Untuk itu, negara-negara harus menyediakan informasi yang diperlukan dalam mengukur kemajuan implementasi dan pencapaian NDC, serta informasi mengenai reduksi emisi GRK. Setiap lima tahun, informasi ini akan dirangkum dalam laporan Serapan Global.
Perjanjian Paris juga mendorong pemangku kepentingan lain, termasuk masyarakat sipil dan sektor swasta berpartisipasi dalam upaya mengatasi dan merespon perubahan iklim.
Hal ini berarti bahwa informasi dari sektor pemanfaatan lahan akan diperlukan untuk menghitung dan mengukur sejauh mana kemajuan terjadi di tingkat lokal, nasional dan global. Selain itu, informasi ini juga diperlukan untuk memandu perencanaan mitigasi lokal, dan implementasi aktivitas pemanfaatan lahan, serta akuntabilitas tindakan dan para pemangku kepentingan (mis. mengukur komitmen ‘nol deforestasi’ korporasi).
Beragam pemangku kepentingan (pemerintah, swasta, pengelola lahan, dll.) akan semakin membutuhkan informasi terpercaya dan terandalkan, metode siap pakai dan solusi open-source yang memungkinkan mereka menilai kondisi, dinamika dan penyebab perubahan terkait sumber daya lahan, penghidupan, perlindungan sosial dan indikator ekuitas.
Oleh karena itu diperlukan pendekatan pemantauan yang dapat dimanfaatkan para pemangku kepentingan tersebut dalam mencapai target mereka, sekaligus juga dipandang cukup transparan dan memiliki legitimasi oleh para pemangku kepentingan lain. Pendekatan ini harus juga mendorong akuntabilitas seluruh pemangku kepentingan lain dalam kerangka Perjanjian Paris.
KEBUTUHAN INOVASI
Lebih dari sekadar upaya pemerintah nasional melakukan pematauan emisi dari sektor Pertanian, Kehutanan dan Pemanfaatan Lahan Lain (AFOLU), muncul kebutuhan pemantauan tambahan. Untuk itu, sebuah inforingkas yang dipublikasikan Pusat Penelitian Kehutanan Internasional (CIFOR) mengungkap optimalisasi peran pendekatan pemantauan independen dalam meningkatkan transparansi sektor pemanfaatan lahan.

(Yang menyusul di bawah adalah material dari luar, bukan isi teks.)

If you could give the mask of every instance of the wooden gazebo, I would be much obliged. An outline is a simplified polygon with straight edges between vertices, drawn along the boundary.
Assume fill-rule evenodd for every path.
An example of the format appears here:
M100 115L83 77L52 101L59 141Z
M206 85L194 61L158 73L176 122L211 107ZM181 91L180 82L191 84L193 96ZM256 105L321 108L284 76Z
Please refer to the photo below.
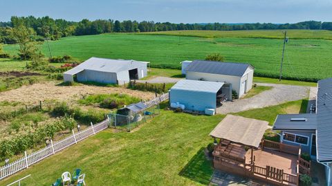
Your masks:
M226 115L210 133L215 143L214 167L273 185L298 185L300 147L264 140L268 126L266 121Z

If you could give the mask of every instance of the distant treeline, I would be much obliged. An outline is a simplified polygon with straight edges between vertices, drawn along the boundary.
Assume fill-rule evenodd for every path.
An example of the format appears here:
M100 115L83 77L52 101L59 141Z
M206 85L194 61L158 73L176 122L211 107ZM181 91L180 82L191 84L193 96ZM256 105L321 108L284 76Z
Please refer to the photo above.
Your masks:
M123 21L113 19L83 19L80 22L68 21L62 19L54 19L48 16L36 18L29 17L12 17L10 21L0 22L0 42L15 44L12 37L12 28L23 24L33 29L36 33L34 39L43 41L46 38L58 39L71 35L98 35L108 32L139 32L184 30L275 30L275 29L311 29L332 30L332 22L315 21L296 24L172 24L154 21Z

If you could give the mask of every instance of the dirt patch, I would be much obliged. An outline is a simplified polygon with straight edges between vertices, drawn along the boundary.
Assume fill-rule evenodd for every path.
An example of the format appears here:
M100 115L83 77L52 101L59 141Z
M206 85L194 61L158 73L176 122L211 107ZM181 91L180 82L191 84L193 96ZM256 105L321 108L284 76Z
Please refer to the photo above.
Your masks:
M0 72L0 76L14 76L16 77L21 77L24 76L32 76L32 75L44 75L37 73L31 72L19 72L19 71L9 71L9 72Z
M56 86L58 82L49 82L24 86L19 89L0 93L0 102L17 102L31 104L39 101L57 100L71 102L82 98L84 95L100 93L125 93L143 100L154 97L154 93L133 91L120 87L104 87L89 85Z

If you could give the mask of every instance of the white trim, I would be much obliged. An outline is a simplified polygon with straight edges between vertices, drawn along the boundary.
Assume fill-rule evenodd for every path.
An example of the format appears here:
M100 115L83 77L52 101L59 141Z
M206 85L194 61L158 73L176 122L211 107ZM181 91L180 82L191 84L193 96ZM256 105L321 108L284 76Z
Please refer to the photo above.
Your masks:
M313 149L313 148L312 148L312 147L313 147L313 136L314 135L316 136L316 137L315 137L315 138L316 138L316 140L315 140L315 141L317 141L317 136L316 136L316 134L315 134L315 133L311 133L311 143L310 144L310 156L317 157L317 149L316 149L316 156L311 155L311 149ZM316 143L316 142L315 142L315 143ZM315 147L317 147L317 146L315 146Z
M293 133L290 133L290 132L286 132L286 133L287 133L293 134L293 135L295 136L295 139L294 139L294 141L292 142L292 141L290 141L290 140L284 140L284 133L285 133L284 131L282 131L282 140L283 140L283 141L286 141L286 142L293 142L293 143L295 143L295 144L299 144L299 145L301 145L308 146L309 141L310 141L310 137L306 136L299 135L299 134ZM303 143L299 143L299 142L295 142L295 140L296 140L296 136L301 136L301 137L306 138L308 139L306 145L303 144Z

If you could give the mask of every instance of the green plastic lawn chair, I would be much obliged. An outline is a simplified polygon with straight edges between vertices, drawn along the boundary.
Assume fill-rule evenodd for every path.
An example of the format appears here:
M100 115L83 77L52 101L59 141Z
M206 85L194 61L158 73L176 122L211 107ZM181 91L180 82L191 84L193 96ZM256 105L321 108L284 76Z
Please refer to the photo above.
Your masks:
M73 180L77 180L78 179L78 176L81 174L81 169L76 169L75 171L73 173Z
M59 186L61 183L61 178L57 178L57 181L52 184L52 186Z

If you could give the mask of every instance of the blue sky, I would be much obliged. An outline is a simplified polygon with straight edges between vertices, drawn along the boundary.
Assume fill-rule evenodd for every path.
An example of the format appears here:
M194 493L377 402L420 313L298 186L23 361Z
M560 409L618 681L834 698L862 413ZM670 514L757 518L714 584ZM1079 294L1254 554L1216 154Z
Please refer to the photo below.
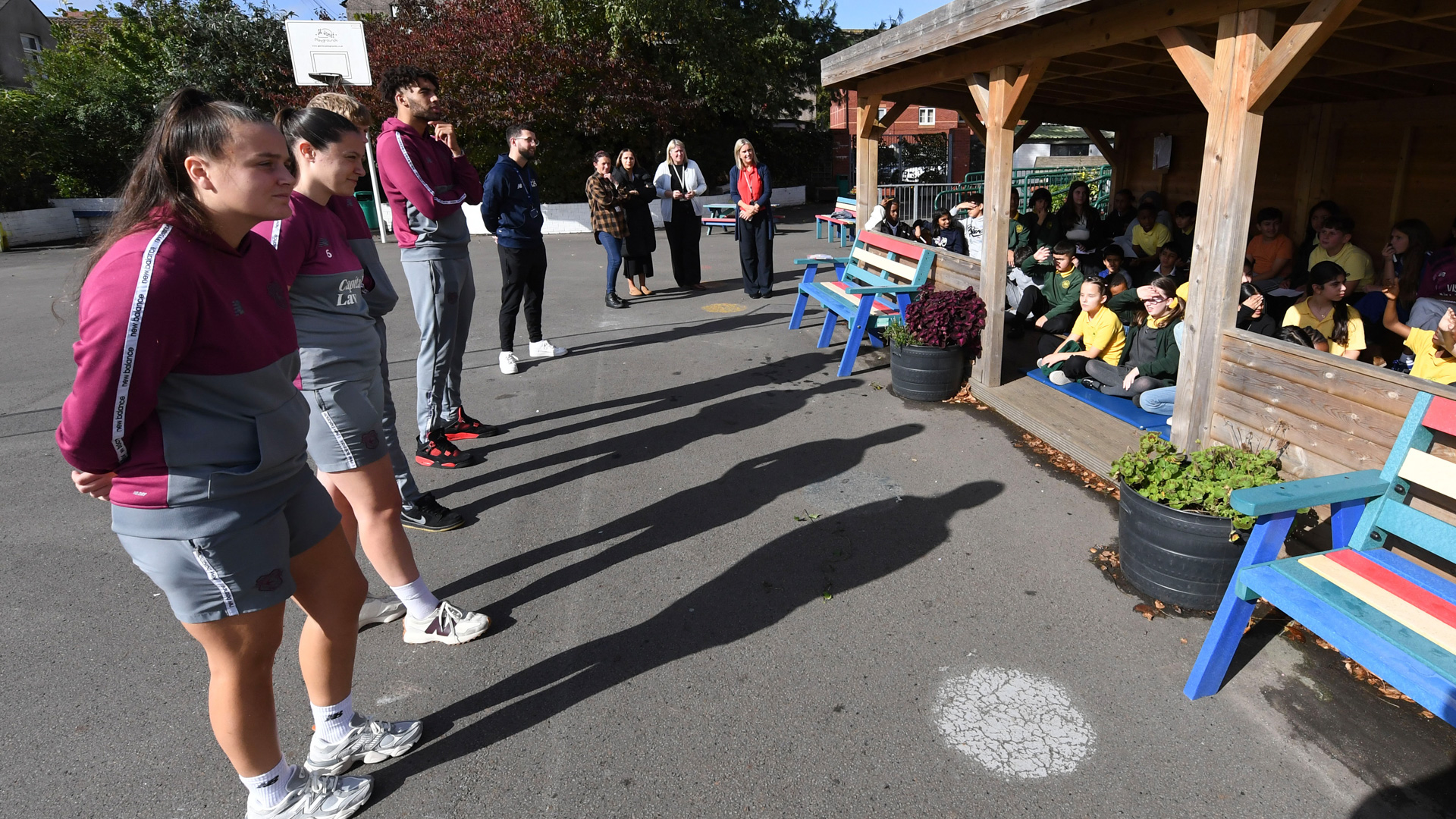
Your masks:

Survei terhadap berbagai pemangku kepentingan menunjukkan bahwa pemantauan independen tidak berarti satu alat pemantauan tertentu saja. Pemantauan independen lebih berupa beragam pendekatan yang bertujuan meningkatkan transparansi dan memperluas partisipasi pemangku kepentingan dengan menyediakan metode, data dan alat yang gratis dan terbuka, untuk melengkapi pelaporan wajib pemerintah.
Penelitian CIFOR memberikan rekomendasi kunci bagaimana mengembangkan praktik ‘menjembatani data’. Bukan memaksakaan sistem satu-untuk-semua. Hal ini dilakukan lebih menyederhanakan dan merampingkan dialog antara pengguna dan penghasil data.
Masyarakat ilmiah dapat memainkan peran penting menselaraskan data rujukan, memberikan panduan dan materi pelatihan dalam memaksimalkan pemanfaatan sumber data dan informasi untuk meningkatkan peluang partisipasi dan transparansi.
Negara-negara yang tengah mencoba mengimplementasikan aksi mitigasi terkait hutan dan pertanian dapat menyempurnakan pemanfataan sistem yang terbuka dan siap pakai ini dalam mendorong pemantauan partisipatoris.
Perunding dan peninjau UNFCCC dapat berkontribusi dengan menyediakan panduan modalitas dan praktik baik dalam meningkatkan transparansi dan akuntabilitas sektor pemanfaatan lahan ini.
MELIHAT KE DEPAN
Laporan penelitian ini memberi titik awal yang baik untuk berdiskusi bagaimana meningkatkan transparansi sektor pemanfaatan lahan dan implikasinya bagi pemantauan, meski masih terdapat banyak masalah lain yang perlu diselesaikan untuk melangkah maju.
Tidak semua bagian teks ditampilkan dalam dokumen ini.